I'm not quite sure what would be the alternative interpretation, anyway, Joe. Do you believe that every scientific theory is ipso facto reality itself? Or are you suggesting that there is no difference between a fact and a theory?
I'm trying to widen the viewpoint here to set the activities and products of science in a larger, more dynamic context--hence, the comparison to a golfer working to master putting on a particular green.

The phrase "difference between fact and theory" is another way of saying that our actions do not or will not always work out. There are any of a number of reasons for why we fail. It is not always a simple case of us being in possession of a literal model that happens to not correspond to reality. The model/reality comparison is mostly a handy metaphor we use to illustrate our failures and potential for improvement.
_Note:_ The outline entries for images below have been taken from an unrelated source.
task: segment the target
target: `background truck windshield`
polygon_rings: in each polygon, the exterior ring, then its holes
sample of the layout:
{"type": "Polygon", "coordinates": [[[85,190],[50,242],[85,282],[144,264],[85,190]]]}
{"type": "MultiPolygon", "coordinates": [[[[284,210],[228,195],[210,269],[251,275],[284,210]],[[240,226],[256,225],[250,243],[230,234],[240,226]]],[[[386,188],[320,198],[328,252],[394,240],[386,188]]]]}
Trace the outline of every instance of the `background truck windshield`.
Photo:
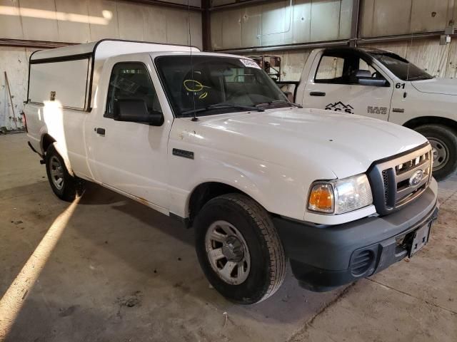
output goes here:
{"type": "MultiPolygon", "coordinates": [[[[201,110],[200,116],[246,110],[242,106],[287,101],[268,75],[248,59],[193,56],[191,61],[191,56],[186,55],[161,56],[155,61],[178,118],[194,115],[189,112],[194,109],[201,110]]],[[[289,105],[278,103],[275,105],[289,105]]]]}
{"type": "Polygon", "coordinates": [[[392,53],[370,53],[402,81],[429,80],[433,76],[412,63],[392,53]]]}

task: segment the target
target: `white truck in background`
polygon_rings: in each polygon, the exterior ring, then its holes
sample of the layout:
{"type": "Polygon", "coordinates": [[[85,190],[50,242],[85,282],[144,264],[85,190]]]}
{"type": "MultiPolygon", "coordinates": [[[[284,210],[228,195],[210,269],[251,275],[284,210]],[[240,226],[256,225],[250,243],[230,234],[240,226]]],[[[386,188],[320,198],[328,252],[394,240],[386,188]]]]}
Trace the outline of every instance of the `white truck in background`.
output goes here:
{"type": "Polygon", "coordinates": [[[294,100],[305,108],[383,120],[425,135],[437,180],[457,169],[456,79],[432,77],[392,52],[334,47],[313,50],[294,83],[294,100]]]}
{"type": "Polygon", "coordinates": [[[238,303],[272,295],[286,258],[313,291],[378,272],[438,214],[423,136],[297,108],[246,57],[114,40],[38,51],[25,118],[57,197],[94,182],[192,226],[206,277],[238,303]]]}

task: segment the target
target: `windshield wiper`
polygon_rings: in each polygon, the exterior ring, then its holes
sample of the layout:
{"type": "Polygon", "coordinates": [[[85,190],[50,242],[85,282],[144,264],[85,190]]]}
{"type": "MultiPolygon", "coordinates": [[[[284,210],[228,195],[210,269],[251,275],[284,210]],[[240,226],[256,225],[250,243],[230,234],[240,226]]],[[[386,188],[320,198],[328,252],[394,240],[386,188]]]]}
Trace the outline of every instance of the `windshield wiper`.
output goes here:
{"type": "Polygon", "coordinates": [[[246,110],[256,110],[258,112],[264,112],[265,110],[259,108],[253,105],[237,105],[236,103],[215,103],[214,105],[210,105],[204,108],[196,108],[191,110],[186,110],[182,112],[182,115],[188,115],[189,114],[196,114],[197,113],[206,112],[212,109],[225,109],[225,108],[239,108],[246,109],[246,110]]]}
{"type": "Polygon", "coordinates": [[[268,101],[268,102],[263,102],[261,103],[257,103],[256,105],[256,107],[257,106],[261,106],[261,105],[276,105],[276,103],[284,103],[286,105],[290,105],[293,107],[296,107],[298,108],[303,108],[303,105],[299,105],[298,103],[294,103],[293,102],[290,102],[290,101],[286,101],[285,100],[275,100],[274,101],[268,101]]]}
Getting back to the OP a bit, the Wired article suggests that knowledge can be gained without discovering "underlying mechanism" and the like. Others counter that a real explanation and understanding requires an underlying mechanism. I disagree. I think that from the get-go, we learn to take advantage of the behavior we observe. We learn to drive a car by learning how the steering wheel, gas pedal, brake, etc. control the vehicle. Mastering such visible, on-the-surface behaviors of the car is genuine knowledge. When we do get around to opening the hood to observe the "underlying mechanism," we are not learning in a new way as if there was something special or closer-to-reality about the engine. We are observing and taking advantage of aspects of the car that we haven't attended to before.

I'm cautioning against this notion that the hidden or the underlying has a higher (or holier) epistemological status than the initially observable. This, I think, is easier to see when you set aside the notion that Newton produced a model and instead appreciate that he showed us a new way of dealing with the world. You make a few observations of a comet. You wait six months. You perform some calculations. You position your telescope according to the calculations. You look in the eyepiece and see the comet. That sort of mastery of the environment is what Newton produced. It is very real. True, it is not always perfect. Maybe you don't do as well with the planet Mercury. There is room for improvement in some circumstances.

As for your black hole model, yes, we say that science produces models and we will continue to say that it does. But strictly speaking, and such speaking matters only in philosophical discussions like these, science has nothing in its hands that behaves like a black hole (but is not a black hole--only a model of one). It has recipes, techniques, and procedures for making observations, talking about them, making use of them, and so on.

So, I don't think the Wired article is showing us a new way of doing science. I think science has always been done that way. Again, Newtonian and quantum mechanics succeed, yet they provide no underlying mechanism. That will always be the case because explanations have to stop somewhere.